Name: Tyler Thompson
Major and Minor: Environmental Studies, Economics
Why did you choose to major in Environmental Studies?
Initially I wanted to be outside and was intrigued at what the broad interdisciplinary topic could offer. I was hooked after one class and loved the variety of classes in science, policy, history, geography. natural resources and economics.
What activities, courses, and groups that you were involved in at CSB/SJU did you find most valuable when applying for jobs/school after graduating? Why?
I was involved in the Peer Resource Program, Collegebound, Nordic Ski team, Inaugural UNFCCC Cop 21 delegation, and worked at the Outdoor Leadership Center and Outdoor University. The most beneficial courses I took were GIS, Sustainable Urban Planning, Conservation/Natural Resource Management, Environmental Politics/Policy, Research Seminar/Thesis and all of my courses in Economics. The intersection of class work, research, and personal development via club involvement is incredibly beneficial. I developed many valuable skills in leadership, communication, event planning, marketing, collaboration/teamwork and financial management while working with various clubs and organizations. Additionally the technical skills and independent research conducted in advanced courses gave me great topics to discuss in a cover letter and job interview that helps set me apart. Lastly, a rudimentary understanding of economics and it's various applications in any field can lead to insightful and impressing conversations with professionals.
What was your internship experience at CSB/SJU? What skills did you have from courses and the department that qualified you for the department you for the position, and what skills did you learn?
I interned at the CSB Office of Sustainability. I brought skills from introductory classes in environmental studies and sustainability as well as a background in economics and my environmental/natural resource economics class.
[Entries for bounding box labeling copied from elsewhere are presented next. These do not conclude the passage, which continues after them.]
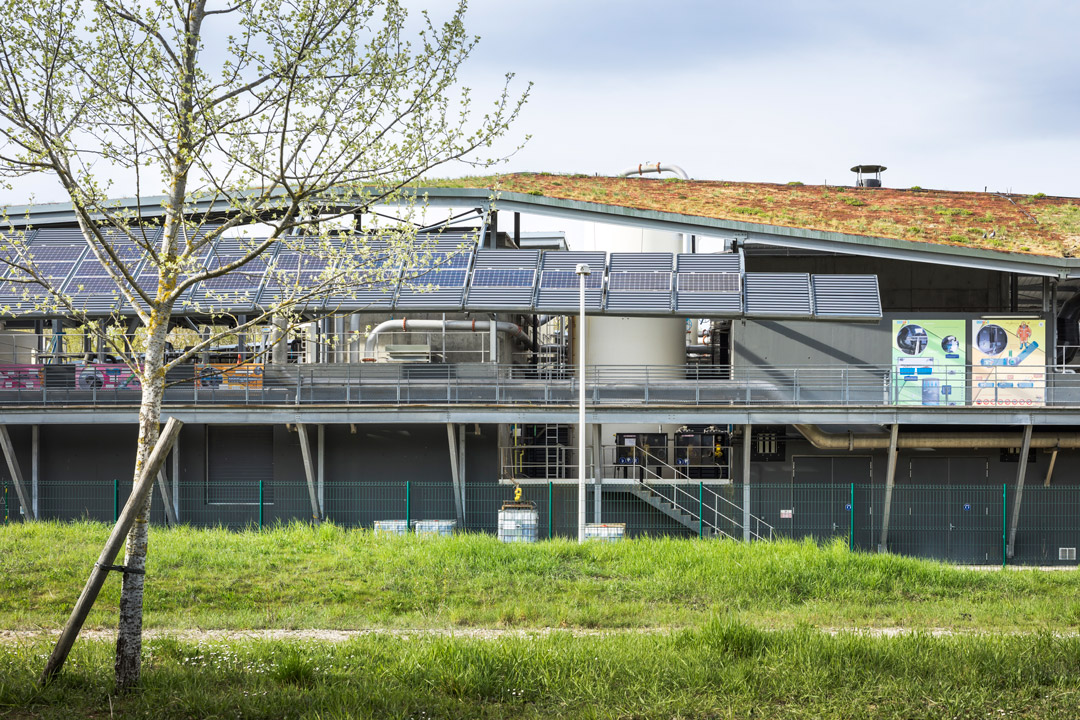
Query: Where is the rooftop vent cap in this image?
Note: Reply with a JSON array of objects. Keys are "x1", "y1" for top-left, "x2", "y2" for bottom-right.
[{"x1": 851, "y1": 165, "x2": 889, "y2": 188}]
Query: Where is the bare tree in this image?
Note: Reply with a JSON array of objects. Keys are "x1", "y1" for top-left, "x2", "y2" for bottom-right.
[{"x1": 0, "y1": 0, "x2": 528, "y2": 691}]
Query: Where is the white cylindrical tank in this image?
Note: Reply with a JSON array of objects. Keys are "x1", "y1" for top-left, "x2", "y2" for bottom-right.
[
  {"x1": 0, "y1": 330, "x2": 38, "y2": 365},
  {"x1": 585, "y1": 223, "x2": 686, "y2": 496}
]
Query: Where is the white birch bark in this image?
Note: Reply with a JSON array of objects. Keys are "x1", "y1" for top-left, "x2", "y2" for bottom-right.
[{"x1": 116, "y1": 312, "x2": 168, "y2": 692}]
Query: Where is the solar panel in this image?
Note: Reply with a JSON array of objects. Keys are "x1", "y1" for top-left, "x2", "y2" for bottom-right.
[
  {"x1": 608, "y1": 272, "x2": 672, "y2": 293},
  {"x1": 472, "y1": 268, "x2": 536, "y2": 288},
  {"x1": 540, "y1": 270, "x2": 604, "y2": 289},
  {"x1": 678, "y1": 272, "x2": 742, "y2": 294},
  {"x1": 465, "y1": 248, "x2": 540, "y2": 312},
  {"x1": 812, "y1": 275, "x2": 881, "y2": 320},
  {"x1": 746, "y1": 272, "x2": 813, "y2": 317}
]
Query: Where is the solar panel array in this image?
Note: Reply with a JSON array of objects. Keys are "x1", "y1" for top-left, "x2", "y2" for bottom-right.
[
  {"x1": 63, "y1": 228, "x2": 161, "y2": 315},
  {"x1": 534, "y1": 250, "x2": 607, "y2": 313},
  {"x1": 746, "y1": 272, "x2": 813, "y2": 318},
  {"x1": 812, "y1": 275, "x2": 881, "y2": 320},
  {"x1": 675, "y1": 253, "x2": 743, "y2": 317},
  {"x1": 395, "y1": 233, "x2": 476, "y2": 312},
  {"x1": 0, "y1": 228, "x2": 881, "y2": 320},
  {"x1": 465, "y1": 248, "x2": 540, "y2": 312},
  {"x1": 606, "y1": 253, "x2": 674, "y2": 315}
]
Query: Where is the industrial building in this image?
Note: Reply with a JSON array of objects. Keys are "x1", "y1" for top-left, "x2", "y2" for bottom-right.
[{"x1": 0, "y1": 166, "x2": 1080, "y2": 565}]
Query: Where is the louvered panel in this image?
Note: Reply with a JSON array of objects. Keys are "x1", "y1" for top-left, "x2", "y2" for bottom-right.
[
  {"x1": 536, "y1": 250, "x2": 607, "y2": 312},
  {"x1": 394, "y1": 233, "x2": 475, "y2": 312},
  {"x1": 813, "y1": 275, "x2": 881, "y2": 320},
  {"x1": 675, "y1": 253, "x2": 742, "y2": 273},
  {"x1": 745, "y1": 272, "x2": 813, "y2": 317},
  {"x1": 465, "y1": 249, "x2": 540, "y2": 312},
  {"x1": 189, "y1": 237, "x2": 278, "y2": 312},
  {"x1": 605, "y1": 253, "x2": 674, "y2": 314},
  {"x1": 0, "y1": 230, "x2": 87, "y2": 316},
  {"x1": 675, "y1": 253, "x2": 743, "y2": 316},
  {"x1": 132, "y1": 225, "x2": 220, "y2": 314}
]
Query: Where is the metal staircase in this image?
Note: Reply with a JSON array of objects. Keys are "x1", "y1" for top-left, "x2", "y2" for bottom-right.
[{"x1": 626, "y1": 450, "x2": 773, "y2": 540}]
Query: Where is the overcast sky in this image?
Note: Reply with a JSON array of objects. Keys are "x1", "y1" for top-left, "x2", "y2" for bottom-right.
[
  {"x1": 444, "y1": 0, "x2": 1080, "y2": 195},
  {"x1": 0, "y1": 0, "x2": 1080, "y2": 203}
]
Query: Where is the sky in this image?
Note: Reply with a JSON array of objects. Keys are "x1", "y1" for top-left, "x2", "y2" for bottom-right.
[
  {"x1": 436, "y1": 0, "x2": 1080, "y2": 196},
  {"x1": 0, "y1": 0, "x2": 1080, "y2": 203}
]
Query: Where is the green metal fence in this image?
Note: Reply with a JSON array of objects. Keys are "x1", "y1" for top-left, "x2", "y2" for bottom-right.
[{"x1": 6, "y1": 479, "x2": 1080, "y2": 566}]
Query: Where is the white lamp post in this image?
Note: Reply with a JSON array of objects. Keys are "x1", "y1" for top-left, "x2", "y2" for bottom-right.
[{"x1": 575, "y1": 263, "x2": 592, "y2": 543}]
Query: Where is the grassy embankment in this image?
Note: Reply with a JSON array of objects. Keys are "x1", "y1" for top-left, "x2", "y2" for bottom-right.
[
  {"x1": 0, "y1": 620, "x2": 1080, "y2": 720},
  {"x1": 0, "y1": 522, "x2": 1080, "y2": 631},
  {"x1": 0, "y1": 524, "x2": 1080, "y2": 720}
]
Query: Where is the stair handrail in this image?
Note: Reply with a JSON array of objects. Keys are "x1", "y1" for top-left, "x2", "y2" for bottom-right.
[
  {"x1": 635, "y1": 465, "x2": 738, "y2": 540},
  {"x1": 636, "y1": 447, "x2": 774, "y2": 540}
]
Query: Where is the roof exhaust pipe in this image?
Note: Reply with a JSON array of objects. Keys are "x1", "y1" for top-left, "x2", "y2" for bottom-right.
[
  {"x1": 616, "y1": 163, "x2": 693, "y2": 253},
  {"x1": 795, "y1": 425, "x2": 1080, "y2": 450}
]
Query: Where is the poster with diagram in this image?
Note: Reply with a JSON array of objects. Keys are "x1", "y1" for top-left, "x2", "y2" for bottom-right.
[
  {"x1": 971, "y1": 317, "x2": 1047, "y2": 407},
  {"x1": 892, "y1": 318, "x2": 968, "y2": 405}
]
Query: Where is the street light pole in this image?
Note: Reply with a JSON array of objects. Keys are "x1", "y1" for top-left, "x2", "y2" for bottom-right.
[{"x1": 575, "y1": 263, "x2": 592, "y2": 543}]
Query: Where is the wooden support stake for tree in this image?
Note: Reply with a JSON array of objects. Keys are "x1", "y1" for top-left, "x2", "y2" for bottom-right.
[{"x1": 41, "y1": 418, "x2": 184, "y2": 684}]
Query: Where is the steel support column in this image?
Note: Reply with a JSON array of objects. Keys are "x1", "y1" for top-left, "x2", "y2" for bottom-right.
[
  {"x1": 446, "y1": 422, "x2": 465, "y2": 529},
  {"x1": 593, "y1": 423, "x2": 604, "y2": 522},
  {"x1": 742, "y1": 425, "x2": 754, "y2": 543},
  {"x1": 872, "y1": 422, "x2": 900, "y2": 553},
  {"x1": 30, "y1": 425, "x2": 41, "y2": 520},
  {"x1": 1042, "y1": 448, "x2": 1057, "y2": 488},
  {"x1": 296, "y1": 422, "x2": 322, "y2": 522},
  {"x1": 158, "y1": 470, "x2": 176, "y2": 528},
  {"x1": 0, "y1": 425, "x2": 37, "y2": 520},
  {"x1": 315, "y1": 423, "x2": 326, "y2": 519},
  {"x1": 1005, "y1": 425, "x2": 1032, "y2": 558}
]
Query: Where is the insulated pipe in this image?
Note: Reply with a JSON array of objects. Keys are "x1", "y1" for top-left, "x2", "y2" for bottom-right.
[
  {"x1": 618, "y1": 163, "x2": 693, "y2": 253},
  {"x1": 364, "y1": 318, "x2": 540, "y2": 358},
  {"x1": 795, "y1": 425, "x2": 1080, "y2": 450}
]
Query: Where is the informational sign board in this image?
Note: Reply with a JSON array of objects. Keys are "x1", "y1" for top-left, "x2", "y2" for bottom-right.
[
  {"x1": 892, "y1": 320, "x2": 968, "y2": 405},
  {"x1": 971, "y1": 317, "x2": 1047, "y2": 407}
]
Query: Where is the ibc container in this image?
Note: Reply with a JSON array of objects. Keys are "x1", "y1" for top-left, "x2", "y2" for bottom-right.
[{"x1": 499, "y1": 507, "x2": 540, "y2": 543}]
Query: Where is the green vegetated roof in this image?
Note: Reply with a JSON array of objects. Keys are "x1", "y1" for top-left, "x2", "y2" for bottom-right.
[{"x1": 424, "y1": 173, "x2": 1080, "y2": 257}]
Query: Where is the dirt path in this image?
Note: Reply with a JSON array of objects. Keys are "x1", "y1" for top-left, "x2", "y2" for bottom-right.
[{"x1": 0, "y1": 627, "x2": 1078, "y2": 644}]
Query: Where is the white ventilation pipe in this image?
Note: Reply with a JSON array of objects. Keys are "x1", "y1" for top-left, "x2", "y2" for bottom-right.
[
  {"x1": 795, "y1": 425, "x2": 1080, "y2": 450},
  {"x1": 618, "y1": 163, "x2": 693, "y2": 253},
  {"x1": 364, "y1": 318, "x2": 539, "y2": 359}
]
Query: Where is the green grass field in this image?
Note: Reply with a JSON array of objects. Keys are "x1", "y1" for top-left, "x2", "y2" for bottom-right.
[
  {"x1": 0, "y1": 522, "x2": 1080, "y2": 631},
  {"x1": 0, "y1": 524, "x2": 1080, "y2": 719}
]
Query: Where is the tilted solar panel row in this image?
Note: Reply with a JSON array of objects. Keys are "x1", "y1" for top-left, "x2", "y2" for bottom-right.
[{"x1": 0, "y1": 226, "x2": 881, "y2": 320}]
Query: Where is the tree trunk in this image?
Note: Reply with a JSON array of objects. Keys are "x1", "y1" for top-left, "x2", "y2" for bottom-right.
[{"x1": 116, "y1": 312, "x2": 168, "y2": 693}]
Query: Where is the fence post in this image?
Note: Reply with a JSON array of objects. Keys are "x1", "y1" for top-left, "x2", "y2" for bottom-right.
[
  {"x1": 1001, "y1": 483, "x2": 1006, "y2": 568},
  {"x1": 698, "y1": 483, "x2": 705, "y2": 538},
  {"x1": 848, "y1": 483, "x2": 855, "y2": 553},
  {"x1": 548, "y1": 480, "x2": 555, "y2": 540}
]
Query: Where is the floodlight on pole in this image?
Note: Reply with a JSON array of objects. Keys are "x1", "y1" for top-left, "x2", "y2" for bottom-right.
[{"x1": 573, "y1": 262, "x2": 592, "y2": 543}]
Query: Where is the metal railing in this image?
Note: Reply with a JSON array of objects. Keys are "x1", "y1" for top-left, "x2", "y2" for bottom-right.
[{"x1": 0, "y1": 363, "x2": 1080, "y2": 408}]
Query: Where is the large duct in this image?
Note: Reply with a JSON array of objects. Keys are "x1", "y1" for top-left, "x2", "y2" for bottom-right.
[
  {"x1": 795, "y1": 425, "x2": 1080, "y2": 450},
  {"x1": 364, "y1": 318, "x2": 539, "y2": 358}
]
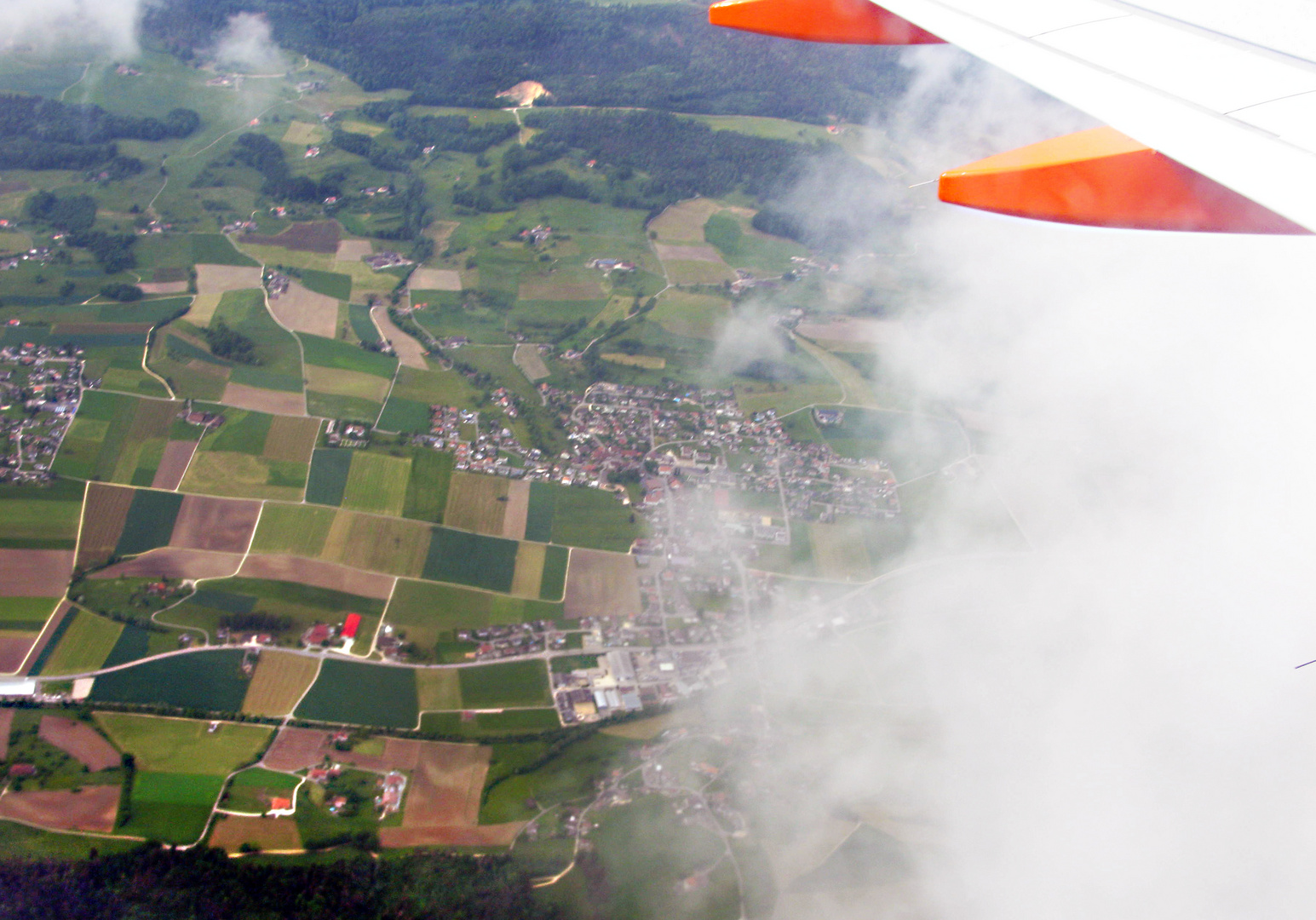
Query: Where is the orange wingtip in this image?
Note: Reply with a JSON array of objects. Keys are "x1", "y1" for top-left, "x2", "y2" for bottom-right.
[
  {"x1": 937, "y1": 128, "x2": 1311, "y2": 234},
  {"x1": 708, "y1": 0, "x2": 942, "y2": 45}
]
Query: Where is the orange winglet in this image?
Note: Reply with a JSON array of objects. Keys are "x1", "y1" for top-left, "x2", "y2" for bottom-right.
[
  {"x1": 708, "y1": 0, "x2": 944, "y2": 45},
  {"x1": 937, "y1": 128, "x2": 1309, "y2": 234}
]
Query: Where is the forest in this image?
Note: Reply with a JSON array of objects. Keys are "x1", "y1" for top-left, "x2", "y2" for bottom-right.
[
  {"x1": 0, "y1": 843, "x2": 558, "y2": 920},
  {"x1": 0, "y1": 95, "x2": 201, "y2": 179},
  {"x1": 143, "y1": 0, "x2": 905, "y2": 124}
]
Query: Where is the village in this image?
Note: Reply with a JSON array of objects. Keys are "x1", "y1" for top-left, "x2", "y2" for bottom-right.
[{"x1": 0, "y1": 342, "x2": 83, "y2": 483}]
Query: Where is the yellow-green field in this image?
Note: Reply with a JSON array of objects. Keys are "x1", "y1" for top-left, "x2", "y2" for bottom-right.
[
  {"x1": 444, "y1": 473, "x2": 508, "y2": 536},
  {"x1": 41, "y1": 611, "x2": 124, "y2": 676},
  {"x1": 342, "y1": 451, "x2": 411, "y2": 517},
  {"x1": 321, "y1": 510, "x2": 429, "y2": 578},
  {"x1": 242, "y1": 649, "x2": 319, "y2": 716},
  {"x1": 251, "y1": 503, "x2": 338, "y2": 560},
  {"x1": 416, "y1": 667, "x2": 462, "y2": 710}
]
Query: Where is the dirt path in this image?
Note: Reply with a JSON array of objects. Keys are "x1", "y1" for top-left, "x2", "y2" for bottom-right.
[{"x1": 370, "y1": 305, "x2": 429, "y2": 371}]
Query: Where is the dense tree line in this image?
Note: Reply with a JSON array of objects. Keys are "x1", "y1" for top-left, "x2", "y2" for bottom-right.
[
  {"x1": 0, "y1": 845, "x2": 558, "y2": 920},
  {"x1": 143, "y1": 0, "x2": 904, "y2": 123},
  {"x1": 201, "y1": 319, "x2": 261, "y2": 365},
  {"x1": 0, "y1": 95, "x2": 201, "y2": 179},
  {"x1": 360, "y1": 106, "x2": 517, "y2": 155},
  {"x1": 27, "y1": 191, "x2": 137, "y2": 269}
]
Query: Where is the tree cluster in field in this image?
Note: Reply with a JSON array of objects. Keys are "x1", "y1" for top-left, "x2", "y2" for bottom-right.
[
  {"x1": 0, "y1": 95, "x2": 201, "y2": 179},
  {"x1": 0, "y1": 843, "x2": 558, "y2": 920},
  {"x1": 353, "y1": 99, "x2": 517, "y2": 155},
  {"x1": 232, "y1": 132, "x2": 342, "y2": 201},
  {"x1": 201, "y1": 319, "x2": 261, "y2": 365},
  {"x1": 27, "y1": 191, "x2": 137, "y2": 275},
  {"x1": 143, "y1": 0, "x2": 907, "y2": 124}
]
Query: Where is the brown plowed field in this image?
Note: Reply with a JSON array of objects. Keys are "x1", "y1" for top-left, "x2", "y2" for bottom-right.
[
  {"x1": 261, "y1": 725, "x2": 333, "y2": 770},
  {"x1": 0, "y1": 633, "x2": 38, "y2": 674},
  {"x1": 0, "y1": 785, "x2": 118, "y2": 833},
  {"x1": 270, "y1": 282, "x2": 338, "y2": 338},
  {"x1": 503, "y1": 479, "x2": 531, "y2": 539},
  {"x1": 261, "y1": 416, "x2": 319, "y2": 463},
  {"x1": 152, "y1": 441, "x2": 196, "y2": 491},
  {"x1": 20, "y1": 601, "x2": 74, "y2": 679},
  {"x1": 220, "y1": 383, "x2": 307, "y2": 416},
  {"x1": 0, "y1": 549, "x2": 74, "y2": 597},
  {"x1": 397, "y1": 739, "x2": 491, "y2": 828},
  {"x1": 37, "y1": 716, "x2": 121, "y2": 773},
  {"x1": 78, "y1": 481, "x2": 135, "y2": 567},
  {"x1": 91, "y1": 546, "x2": 242, "y2": 578},
  {"x1": 563, "y1": 548, "x2": 640, "y2": 618},
  {"x1": 370, "y1": 307, "x2": 429, "y2": 371},
  {"x1": 196, "y1": 265, "x2": 261, "y2": 295},
  {"x1": 242, "y1": 220, "x2": 340, "y2": 256},
  {"x1": 0, "y1": 710, "x2": 14, "y2": 761},
  {"x1": 169, "y1": 495, "x2": 261, "y2": 553},
  {"x1": 210, "y1": 814, "x2": 302, "y2": 853},
  {"x1": 241, "y1": 554, "x2": 396, "y2": 601},
  {"x1": 379, "y1": 819, "x2": 525, "y2": 846}
]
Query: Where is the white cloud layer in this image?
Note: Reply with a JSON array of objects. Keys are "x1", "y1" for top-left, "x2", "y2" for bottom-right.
[
  {"x1": 3, "y1": 0, "x2": 143, "y2": 55},
  {"x1": 757, "y1": 39, "x2": 1316, "y2": 920}
]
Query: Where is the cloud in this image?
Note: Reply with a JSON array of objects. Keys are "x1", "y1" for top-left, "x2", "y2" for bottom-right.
[
  {"x1": 212, "y1": 13, "x2": 287, "y2": 74},
  {"x1": 739, "y1": 41, "x2": 1316, "y2": 920},
  {"x1": 4, "y1": 0, "x2": 143, "y2": 56}
]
I spent most of my time compiling the college's greenhouse gas inventory which included gathering data in various forms and metrics, organizing data, making calculations and preparing everything in a final report. I also focused on development and financial management of the Full Circle Greenhouse and campus events promoting sustainability and local foods. Through this I gained exposure to various professionals in the industry and within the college administration. I also learned about the steps to producing professional reports and documents.
What did you do after graduation?
I moved to Denver, Colorado where I worked for the Bureau of Land Management (BLM) at their National Operations Center. I was a part of the national Socioeconomics team and worked with Economists, Anthropologists, Recreation Planners, and Natural Resource Managers to conduct socioeconomic analyses on various natural resource and recreation projects on public lands.
If it differs now, what are you doing and how did you get there?
Now I work for the Three Rivers Park District as an Outdoor Recreation Specialist. I worked as a seasonal employee at Three Rivers throughout high school and college and when the opportunity came to return full time I knew it was the right decision. My programming experience at CSB/SJU, independent research, and experience with the BLM helped set me apart and contributed to my experiences. At the park district I have worked in various supervisory positions within many different park reserves and regional parks. On a daily basis I collaborate with staff in natural resources, planning, finance, public safety, and human resources.
What advice, if any, do you have for current students on being successful on campus and in life after college?
Use your thesis as an asset when applying for jobs. It can be a great tool to research, network, and contribute to a topic or field you are interested in working in. Get involved in a few groups, clubs, or organizations and seek out leadership opportunities. Get to know your professors and take advantage of the alumni network. Find the right balance between interdisciplinary research, coursework and technical skills that will help set you apart. Take advantage of undergraduate research opportunities and funding available to travel to conferences for gathering research or presenting. Matt Lindstrom's classes and the McCarthy Center are great networking and professional development resources. Most importantly, find something you are passionate about and advocate for yourself.